BACKGROUND: In autosomal dominant polycystic kidney disease (ADPKD), obtaining measured total kidney volume (mTKV) by magnetic resonance (MR) imaging and manual tracing is time consuming. Two alternative MR imaging methods have recently been proposed to estimate TKV (eTKVellipsoid and eTKVPANK), which require less time. STUDY DESIGN: Cross-sectional and longitudinal diagnostic test study. SETTING & PARTICIPANTS: Patients with ADPKD with a wide range of kidney function and an approved T2-weighted MR image obtained at the University Medical Centers of Groningen, Leiden, Nijmegen, and Rotterdam, the Netherlands, in 2007 to 2014. Test set for assessing reproducibility, n=10; cohort for cross-sectional analyses, n=220; and cohort for longitudinal analyses, n=48. INDEX TESTS: Average times for eTKVellipsoid and eTKVPANK were 5 and 15 minutes, respectively. Bias is defined as (mTKV - eTKV)/mTKV × 100%; precision, as one standard deviation of bias.

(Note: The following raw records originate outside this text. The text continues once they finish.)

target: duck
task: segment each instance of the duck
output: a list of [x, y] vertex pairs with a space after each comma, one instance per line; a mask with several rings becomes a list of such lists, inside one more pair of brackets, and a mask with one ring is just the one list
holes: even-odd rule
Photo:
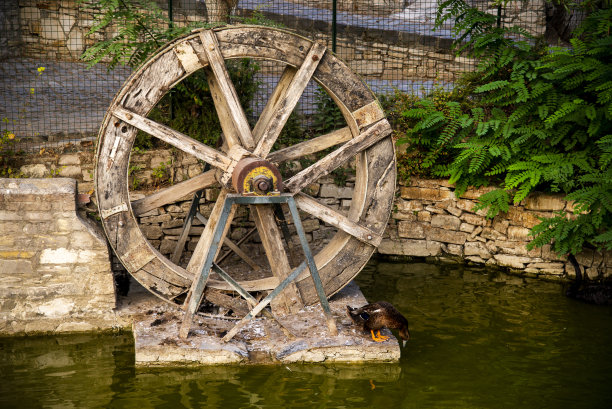
[[567, 259], [576, 270], [576, 279], [567, 288], [565, 295], [579, 301], [596, 305], [612, 305], [612, 284], [593, 283], [583, 279], [580, 264], [573, 254]]
[[[410, 339], [408, 320], [393, 305], [386, 301], [378, 301], [359, 308], [347, 305], [346, 311], [351, 320], [359, 328], [364, 332], [370, 332], [372, 340], [375, 342], [383, 342], [389, 338], [380, 335], [380, 330], [385, 327], [399, 330], [399, 336], [402, 338], [402, 346], [404, 347], [406, 346], [406, 341]], [[374, 334], [374, 331], [376, 331], [376, 334]]]

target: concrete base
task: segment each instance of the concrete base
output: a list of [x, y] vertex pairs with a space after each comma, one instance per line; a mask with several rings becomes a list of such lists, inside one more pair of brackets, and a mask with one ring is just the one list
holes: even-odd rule
[[346, 315], [346, 306], [367, 301], [359, 287], [350, 283], [330, 300], [338, 336], [329, 335], [321, 307], [304, 307], [298, 314], [279, 318], [295, 335], [287, 337], [273, 320], [251, 320], [229, 342], [221, 337], [237, 321], [197, 316], [187, 340], [178, 337], [182, 311], [172, 306], [149, 310], [134, 319], [136, 365], [219, 365], [237, 363], [295, 362], [393, 362], [400, 347], [389, 330], [389, 339], [372, 341], [369, 334], [355, 328]]

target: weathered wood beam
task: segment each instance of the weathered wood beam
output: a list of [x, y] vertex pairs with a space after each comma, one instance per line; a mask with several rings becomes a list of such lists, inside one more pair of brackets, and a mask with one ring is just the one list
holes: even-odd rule
[[274, 163], [282, 163], [288, 160], [302, 158], [312, 153], [321, 152], [322, 150], [331, 148], [332, 146], [348, 142], [352, 138], [353, 135], [351, 134], [351, 130], [347, 126], [328, 134], [300, 142], [293, 146], [280, 149], [276, 152], [272, 152], [266, 159]]
[[216, 182], [217, 179], [215, 179], [215, 171], [209, 170], [208, 172], [194, 176], [191, 179], [155, 192], [145, 198], [133, 201], [132, 210], [136, 216], [140, 216], [141, 214], [156, 209], [160, 206], [174, 203], [181, 197], [192, 195], [200, 189], [214, 185]]
[[293, 112], [310, 78], [323, 58], [325, 51], [326, 48], [323, 44], [314, 43], [308, 54], [306, 54], [304, 62], [291, 79], [289, 86], [285, 88], [283, 85], [283, 92], [280, 93], [278, 100], [274, 102], [274, 115], [270, 117], [268, 123], [262, 126], [261, 138], [256, 137], [258, 144], [253, 151], [255, 156], [260, 158], [268, 156], [287, 119], [289, 119], [289, 115]]
[[213, 149], [189, 136], [175, 131], [174, 129], [152, 121], [144, 116], [140, 116], [135, 112], [117, 107], [113, 111], [113, 115], [118, 119], [152, 135], [162, 141], [189, 153], [198, 159], [209, 163], [211, 166], [226, 170], [232, 164], [232, 160], [223, 153]]
[[[242, 147], [250, 151], [255, 147], [251, 128], [240, 105], [236, 89], [227, 72], [223, 55], [219, 50], [217, 36], [213, 30], [205, 30], [200, 33], [200, 40], [206, 53], [210, 72], [213, 74], [212, 77], [214, 77], [211, 93], [213, 93], [215, 107], [219, 105], [223, 111], [219, 112], [219, 120], [221, 121], [223, 133], [227, 137], [233, 134], [233, 130], [240, 139]], [[208, 76], [208, 78], [210, 82], [211, 76]], [[218, 91], [216, 90], [217, 87]], [[229, 115], [225, 115], [226, 113]], [[230, 145], [229, 147], [231, 148], [232, 146]]]
[[300, 210], [315, 216], [325, 223], [331, 224], [332, 226], [356, 237], [364, 243], [378, 246], [382, 241], [382, 236], [380, 234], [355, 223], [348, 217], [317, 202], [315, 199], [304, 193], [295, 195], [295, 202]]
[[380, 141], [390, 133], [391, 126], [389, 125], [389, 122], [387, 122], [386, 119], [378, 121], [356, 138], [351, 139], [340, 148], [336, 149], [329, 155], [287, 180], [285, 182], [285, 187], [293, 193], [301, 191], [310, 183], [329, 174], [350, 158], [354, 157], [364, 149], [374, 145], [376, 142]]

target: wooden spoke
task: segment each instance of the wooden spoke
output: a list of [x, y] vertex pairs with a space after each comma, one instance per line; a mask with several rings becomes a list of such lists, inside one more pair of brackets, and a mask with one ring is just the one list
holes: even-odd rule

REFERENCE TESTS: mTKV using manual tracing to calculate the area within kidney boundaries times slice thickness. Average time for mTKV was 55 minutes. RESULTS: In the test set, intra- and intercoefficients of variation for mTKV, eTKVellipsoid, and eTKVPANK were 1.8% and 2.3%, 3.9% and 6.3%, and 3.0% and 3.4%, respectively. In cross-sectional analysis, baseline mTKV, eTKVellipsoid, and eTKVPANK were 1.96 (IQR, 1.28-2.82), 1.93 (IQR, 1.25-2.82), and 1.81 (IQR, 1.17-2.62) L, respectively. In cross-sectional analysis, bias was 0.02% ± 3.2%, 1.4% ± 9.2%, and 4.6% ± 7.6% for repeat mTKV, eTKVellipsoid, and eTKVPANK, respectively. In longitudinal analysis, no significant differences were observed between percentage change in mTKV (16.7% ± 17.1%) and percentage change in eTKVellipsoid (19.3% ± 16.1%) and eTKVPANK (17.8% ± 16.1%) over 3 years. LIMITATIONS: Results for follow-up data should be interpreted with caution because of the limited number of patients. CONCLUSIONS: Both methods for eTKV perform relatively well compared to mTKV and can detect change in TKV over time. Because eTKVellipsoid requires less time than eTKVPANK, we suggest that this method may be preferable in clinical care.